Although later reinstated for the American Revolt mission pack, the loss of out-of-the-box network play was a huge shame. Might Bullfrog be regarded, with id, as a pioneer of network gaming were it to have been fixed in time? Who can say? Listening to Trowers, though, it’s clear that the published version of Syndicate lost a killer feature. “People who would normally leave at six on the dot would hang around for hours to play the game,” he explains. “If you weren’t on your toes at lunchtime, the game would fill up and you’d be left out. I’m not sure how much of this is rosetinted specs, but I’m pretty sure, even at the time, we knew we had a classic on our hands.”
“It was Sean’s first crack at leading a team, and he really did everything he could to make it work,” says McLaughlin. “In all honesty I think it’s one of the most fun titles I’ve worked on. It’s certainly the one I remember playing at lunchtimes, after work and at home even when I didn’t have to.”
Syndicate shipped to the sound of critical approbation and a healthy rustling of cash changing hands. Closing our interview, we ask: how does Cooper feel about it now? Does he have any particular regrets? “Looking back now, it’s a bit of a masterpiece in some ways,” he replies. “It was one of the highlights of my life working with Glenn, with Alex and with Peter. Looking back on the working relationships we had, on the team, that was the big thing.
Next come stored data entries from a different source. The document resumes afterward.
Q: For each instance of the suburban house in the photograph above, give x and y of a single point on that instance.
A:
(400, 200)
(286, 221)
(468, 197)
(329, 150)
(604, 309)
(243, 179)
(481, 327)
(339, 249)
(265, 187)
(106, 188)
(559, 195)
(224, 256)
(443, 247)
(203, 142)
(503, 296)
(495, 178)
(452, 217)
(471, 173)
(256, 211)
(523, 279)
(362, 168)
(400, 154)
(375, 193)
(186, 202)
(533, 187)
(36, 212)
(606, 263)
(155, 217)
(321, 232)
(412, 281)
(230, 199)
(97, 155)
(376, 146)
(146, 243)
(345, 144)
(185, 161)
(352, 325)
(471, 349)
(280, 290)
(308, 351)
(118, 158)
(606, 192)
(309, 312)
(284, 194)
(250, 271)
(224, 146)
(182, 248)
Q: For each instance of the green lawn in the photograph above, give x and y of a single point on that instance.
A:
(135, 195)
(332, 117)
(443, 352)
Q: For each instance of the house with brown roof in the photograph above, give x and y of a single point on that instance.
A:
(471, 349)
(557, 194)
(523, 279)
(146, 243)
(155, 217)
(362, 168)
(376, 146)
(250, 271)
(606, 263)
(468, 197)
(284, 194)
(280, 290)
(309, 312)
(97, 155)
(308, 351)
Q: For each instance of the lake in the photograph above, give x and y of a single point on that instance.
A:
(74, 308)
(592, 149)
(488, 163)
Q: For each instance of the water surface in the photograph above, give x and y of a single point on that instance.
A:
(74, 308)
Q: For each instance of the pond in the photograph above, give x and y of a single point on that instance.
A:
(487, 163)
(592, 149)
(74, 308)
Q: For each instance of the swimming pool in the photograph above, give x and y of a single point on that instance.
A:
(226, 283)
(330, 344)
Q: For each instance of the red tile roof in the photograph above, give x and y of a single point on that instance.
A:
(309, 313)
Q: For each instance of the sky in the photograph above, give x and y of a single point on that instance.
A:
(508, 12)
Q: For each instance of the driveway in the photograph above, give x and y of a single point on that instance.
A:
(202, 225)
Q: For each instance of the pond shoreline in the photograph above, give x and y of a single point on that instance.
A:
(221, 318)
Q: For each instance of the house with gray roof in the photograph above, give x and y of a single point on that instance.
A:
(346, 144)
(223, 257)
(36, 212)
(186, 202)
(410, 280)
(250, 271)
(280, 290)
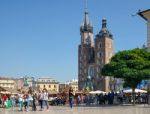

"My biggest regret is that we didn’t put enough destruction into it. I would have really liked to have, you know, fired a rocket launcher at a building and have a hole appear in it. But you just couldn’t do it at the time. I wanted to see people flung into the air, people landing on buildings, people landing on cars that screech to a halt, all that kind of behaviour, that kind of world. But we just didn’t know how to do it.
“It was my second game, and I’d only just started to get to grips with C at that point. We were there until four in the morning most days, getting in at 11 in the mornings. We were so inexperienced, all of us: a bunch of guys going into so-called work, and it was a hobby! Someone was paying us good money to go in and do it!”